Sam
Sam

Reputation: 456

Counting the hashtags in a collection of tweets: two methods with inconsistent results

I'm playing around with a numpy dataframe containing two columns: 'tweet_text' and 'cyberbullying_type'. It was created through this dataset as follows:

df = pd.read_csv('data/cyberbullying_tweets.csv')

I'm currently trying to count the total number of hashtags used in each 'cyberbullying_type' using two different methods, each of which -I think- counts duplicates. However, each method gives me a different answer:


First Method:

import re

# Define the pattern for valid hashtags
hashtag_pattern = r'#[A-Za-z0-9]+'

# Function to count the total number of hashtags in a dataframe
def count_total_hashtags(dataframe):
    return dataframe['tweet_text'].str.findall(hashtag_pattern).apply(len).sum()

for category in df['cyberbullying_type'].unique():
    count = count_total_hashtags(df[df['cyberbullying_type'] == category])
    print(f"Number of hashtags in all tweets for the '{category}' category: {count}")

Output: 'not_cyberbullying': 3265, 'gender': 2691, 'religion': 1798, 'other_cyberbullying': 1625, 'age': 728, 'ethnicity': 1112,


Second Method:

The next method is more manual:

def count_hashtags_by_category(dataframe):
    hashtag_counts = {}
    for category in dataframe['cyberbullying_type'].unique():
        # Filter tweets by category
        category_tweets = dataframe[dataframe['cyberbullying_type'] == category]
        
        # Count hashtags in each tweet
        hashtag_counts[category] = category_tweets['tweet_text'].apply(
            lambda text: sum(1 for word in text.split() if word.startswith('#') and word[1:].isalnum())
        ).sum()
    
    return hashtag_counts

# Count hashtags for each category
hashtags_per_category = count_hashtags_by_category(df)
print(hashtags_per_category)

The output: {'not_cyberbullying': 3018, 'gender': 2416, 'religion': 1511, 'other_cyberbullying': 1465, 'age': 679, 'ethnicity': 956}


Why do the answers differ?

Upvotes: 1

Views: 41

Answers (2)

mfeyx
mfeyx

Reputation: 77

Why not use the count method on strings?

s = "#hello #world"
s.count("#")  # 2

Upvotes: 0

mozway
mozway

Reputation: 262214

Your two methods are not strictly identical.
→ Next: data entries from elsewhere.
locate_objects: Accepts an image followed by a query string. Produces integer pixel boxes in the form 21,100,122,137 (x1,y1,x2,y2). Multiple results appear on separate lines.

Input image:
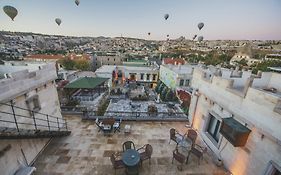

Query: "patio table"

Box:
122,149,140,175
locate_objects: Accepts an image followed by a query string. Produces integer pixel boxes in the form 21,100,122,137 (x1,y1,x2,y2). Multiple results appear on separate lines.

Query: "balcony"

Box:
34,116,227,175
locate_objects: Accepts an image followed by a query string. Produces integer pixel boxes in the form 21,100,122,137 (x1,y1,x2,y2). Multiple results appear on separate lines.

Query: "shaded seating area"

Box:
122,141,136,152
172,149,185,170
137,144,153,165
95,118,122,134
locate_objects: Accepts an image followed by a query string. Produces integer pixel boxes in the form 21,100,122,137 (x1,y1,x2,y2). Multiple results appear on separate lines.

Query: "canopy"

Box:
64,77,108,89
For instance, #YolsuzlukVeRüşvetYılı2014 won't be matched by the regex, but will be matched by the split+alnum approach since it contains valid word characters that are not ASCII. Also note that hashtags containing _ will be ignored by both approaches although valid.

I would suggest a simpler approach. Combine str.count and groupby.sum, this will be shorter and much more efficient than manually looping over the categories:

hashtag_pattern = r'#[\w_]+' # short regex for hashtags

df = pd.read_csv('twitter_parsed_dataset.csv')
df['Text'].str.count(hashtag_pattern).groupby(df['Annotation']).sum()

Example output:

Annotation
none      6402.0
racism     287.0
sexism    2103.0
Name: Text, dtype: float64

If you want a more complex regex to extract hashtags (ex. to ignore #1 as hashtag), you can refer to this question.